Nach § 349 Abs. 2 StPO kann die Revisionsbeschwerde insgesamt als unbegründet verworfen werden, zugleich aber eine Teilberichtigung des Schuldspruchs erfolgen, soweit die Nachprüfung einen Rechtsfehler zum Nachteil des Angeklagten nicht ergibt.
Vorinstanzen
Landgericht Koblenz, 2. Juli 1992
Rubrum
BUNDESGERICHTSHOF BESCHLUSS 2 StR 608/92 in der Strafsache gegen ███ Michael Kenneth Simien geboren am ██ 1968 in ███, zur Zeit einstweilen untergebracht, wegen sexuellen Missbrauchs von Kindern u. a.

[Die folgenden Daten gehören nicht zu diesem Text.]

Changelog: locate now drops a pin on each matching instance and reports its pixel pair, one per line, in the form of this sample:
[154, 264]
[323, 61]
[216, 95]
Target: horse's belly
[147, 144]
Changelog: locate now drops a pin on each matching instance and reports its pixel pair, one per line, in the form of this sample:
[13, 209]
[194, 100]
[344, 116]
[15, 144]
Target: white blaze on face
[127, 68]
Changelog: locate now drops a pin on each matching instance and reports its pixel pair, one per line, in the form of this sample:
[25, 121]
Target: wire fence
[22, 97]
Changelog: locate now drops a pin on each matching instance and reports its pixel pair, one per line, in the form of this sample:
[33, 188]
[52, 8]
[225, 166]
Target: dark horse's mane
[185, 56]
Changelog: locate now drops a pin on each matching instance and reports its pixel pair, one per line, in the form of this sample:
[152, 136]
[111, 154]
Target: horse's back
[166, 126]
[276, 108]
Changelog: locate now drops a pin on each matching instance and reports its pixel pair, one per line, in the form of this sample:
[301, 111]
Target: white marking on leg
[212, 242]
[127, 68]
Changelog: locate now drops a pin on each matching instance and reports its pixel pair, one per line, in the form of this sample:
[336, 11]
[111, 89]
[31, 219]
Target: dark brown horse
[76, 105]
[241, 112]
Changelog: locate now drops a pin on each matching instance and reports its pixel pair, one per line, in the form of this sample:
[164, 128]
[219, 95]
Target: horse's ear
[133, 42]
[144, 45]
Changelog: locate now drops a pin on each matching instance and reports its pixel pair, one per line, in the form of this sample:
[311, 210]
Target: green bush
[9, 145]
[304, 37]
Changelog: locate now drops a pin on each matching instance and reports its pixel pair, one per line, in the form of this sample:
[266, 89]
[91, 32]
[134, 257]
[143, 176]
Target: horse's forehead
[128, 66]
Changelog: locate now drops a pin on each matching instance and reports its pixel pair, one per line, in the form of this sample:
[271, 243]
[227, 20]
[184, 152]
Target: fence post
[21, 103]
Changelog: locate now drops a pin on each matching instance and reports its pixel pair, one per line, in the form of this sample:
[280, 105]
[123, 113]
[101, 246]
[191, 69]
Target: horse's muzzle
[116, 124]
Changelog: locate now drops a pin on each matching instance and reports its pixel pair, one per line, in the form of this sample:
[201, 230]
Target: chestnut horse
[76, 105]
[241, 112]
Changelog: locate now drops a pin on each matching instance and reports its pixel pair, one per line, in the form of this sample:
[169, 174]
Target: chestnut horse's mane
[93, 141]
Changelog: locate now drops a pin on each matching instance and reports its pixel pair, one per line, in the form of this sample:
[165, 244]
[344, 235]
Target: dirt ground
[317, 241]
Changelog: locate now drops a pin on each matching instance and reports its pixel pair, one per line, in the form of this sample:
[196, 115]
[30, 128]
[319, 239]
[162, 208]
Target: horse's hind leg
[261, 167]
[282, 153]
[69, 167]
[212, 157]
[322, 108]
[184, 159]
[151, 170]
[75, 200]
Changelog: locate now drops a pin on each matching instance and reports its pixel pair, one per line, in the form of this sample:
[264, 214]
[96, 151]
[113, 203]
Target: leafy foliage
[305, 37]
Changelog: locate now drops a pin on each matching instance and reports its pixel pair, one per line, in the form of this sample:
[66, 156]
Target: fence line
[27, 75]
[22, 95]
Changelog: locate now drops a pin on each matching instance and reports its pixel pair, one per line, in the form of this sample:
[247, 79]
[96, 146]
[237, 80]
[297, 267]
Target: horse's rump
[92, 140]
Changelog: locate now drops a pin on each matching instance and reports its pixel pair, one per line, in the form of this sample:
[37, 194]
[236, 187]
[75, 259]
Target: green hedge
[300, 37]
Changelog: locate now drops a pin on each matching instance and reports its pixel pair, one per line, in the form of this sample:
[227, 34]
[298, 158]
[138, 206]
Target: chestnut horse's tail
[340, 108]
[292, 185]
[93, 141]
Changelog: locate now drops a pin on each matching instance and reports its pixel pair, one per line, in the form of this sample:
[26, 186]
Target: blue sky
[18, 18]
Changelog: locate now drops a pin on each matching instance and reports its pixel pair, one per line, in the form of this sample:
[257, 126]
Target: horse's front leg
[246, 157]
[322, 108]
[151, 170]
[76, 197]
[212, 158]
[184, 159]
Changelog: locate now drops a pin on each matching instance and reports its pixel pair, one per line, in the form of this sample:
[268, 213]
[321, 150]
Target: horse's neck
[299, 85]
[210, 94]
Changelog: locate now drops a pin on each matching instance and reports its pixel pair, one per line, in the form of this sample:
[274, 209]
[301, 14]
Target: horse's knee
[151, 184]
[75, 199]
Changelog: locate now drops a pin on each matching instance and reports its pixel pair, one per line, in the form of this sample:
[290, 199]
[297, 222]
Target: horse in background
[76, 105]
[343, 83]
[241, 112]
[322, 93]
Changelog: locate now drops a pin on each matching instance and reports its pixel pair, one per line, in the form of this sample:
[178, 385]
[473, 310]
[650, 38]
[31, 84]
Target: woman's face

Der 2. Strafsenat des Bundesgerichtshofs hat auf Antrag des Generalbundesanwalts und nach Anhörung des Beschwerdeführers am 10. Februar 1993 einstimmig
Tenor
Die Revision des Angeklagten gegen das Urteil des Landgerichts Koblenz vom 2. Juli 1992 wird mit der Maßgabe, dass der Angeklagte der Entführung gegen den Willen der Entführten in Tateinheit mit sexuellem Missbrauch von Kindern und Körperverletzung sowie der sexuellen Nötigung in Tateinheit mit sexuellem Missbrauch von Kindern und gefährlicher Körperverletzung schuldig ist, als unbegründet verworfen, da die Nachprüfung des Urteils auf Grund der Revisionsrechtfertigung im Übrigen keinen Rechtsfehler zum Nachteil des Angeklagten ergeben hat (§ 349 Abs. 2 StPO).
Der Beschwerdeführer hat die Kosten des Rechtsmittels und die der Nebenklägerin durch das Rechtsmittel entstandenen notwendigen Auslagen zu tragen.
Gründe
Der Senat schließt sich der Stellungnahme des Generalbundesanwalts an, der zutreffend ausgeführt hat:
„Die auf die allgemeine Sachrüge gestützte Revision führt lediglich zu der beantragten Änderung des Schuldspruchs i. S. d. § 349 Abs. 2 StPO. Im Übrigen ist sie unbegründet.
Die Verurteilung des Angeklagten wegen Entführung der Geschädigten Andrea ███ muss entfallen, weil der nach § 238 Abs. 1 StGB erforderliche Strafantrag nicht fristgerecht gestellt wurde. Der Antrag der Verletzten als Nebenklägerin (Bd. III Bl. 483 d. G. A.; vgl. hierzu BGHSt 33, 114 <116>) ist rund viereinhalb Monate nach der Ermittlung und Festnahme des Angeklagten bei der Staatsanwaltschaft eingegangen. Es ist mit Sicherheit davon auszugehen, dass die Frist des § 77b Abs. 1, Abs. 2 StGB in diesem Zeitpunkt bereits verstrichen war.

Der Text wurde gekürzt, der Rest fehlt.